Basic concepts of Spark
Spark is based on the Resilient Distributed Dataset (RDD) to solve the problem. The RDD is distributed computing.
RDD supports two operations
-
transformations
Create a new dataset from an existing dataset, such as a Map
-
actions
Perform an operation on a dataset and return a value, such as reduce
Some operations on Spark can trigger the Shuffle event. Shuffle is a mechanism used in Spark to redistribute data so that data of different partitions can be regrouped.

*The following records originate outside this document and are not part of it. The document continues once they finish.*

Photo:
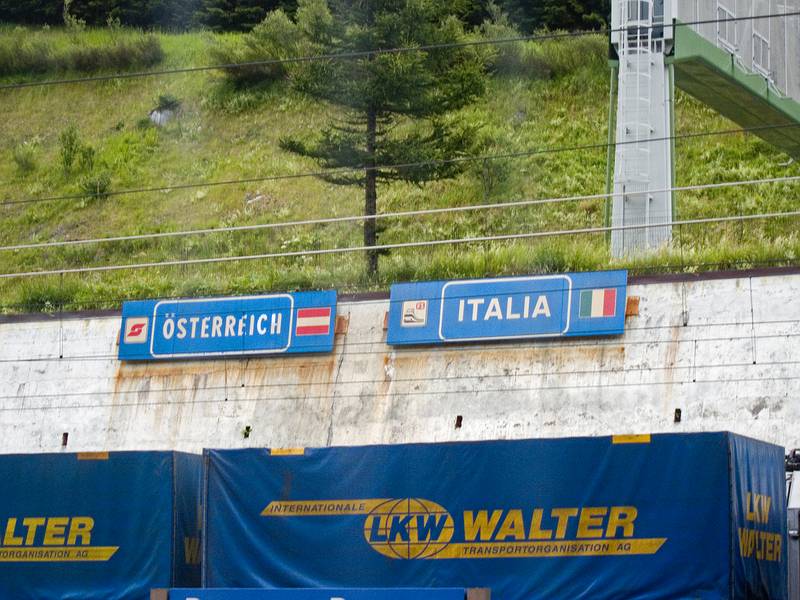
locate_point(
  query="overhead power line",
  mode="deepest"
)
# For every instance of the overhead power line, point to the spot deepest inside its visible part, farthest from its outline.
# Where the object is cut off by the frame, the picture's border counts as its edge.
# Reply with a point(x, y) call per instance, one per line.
point(392, 215)
point(402, 166)
point(396, 246)
point(379, 52)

The process of processing data
Spark processes the data as follows: It receives the data and splits them into batches. The Spark Engine then processes these batches and produces an arbitrary result
Spark Streaming provides a high level of abstraction for data. Discretized Stream or DStream represents data of a data stream. Internally, this is a continuous RDDs. Each RDD in DStream contains data from a specific interval, as shown in the figure below. Any operation on a DStream is translated into an operation on the RDDs it contains.
About StreamingContext
- Once the context is started, the data processing process cannot be modified
- Once the context stops, you can’t restart it
- There can only be one context in a JVM
The window function
Spark Streaming supports window functions so that you can perform sliding window operations
There are two parameters involved:
- Window Length – The length of the window
- Sliding Interval – Time interval for performing an operation
Note that the preceding two lengths must be multiples of the Batch Interval set when the context is initialized. Context initialization code can look like this:
from pyspark import SparkContext
from pyspark.streaming import StreamingContext
ctx = SparkContext()
streaming_ctx = StreamingContext(ctx, 1)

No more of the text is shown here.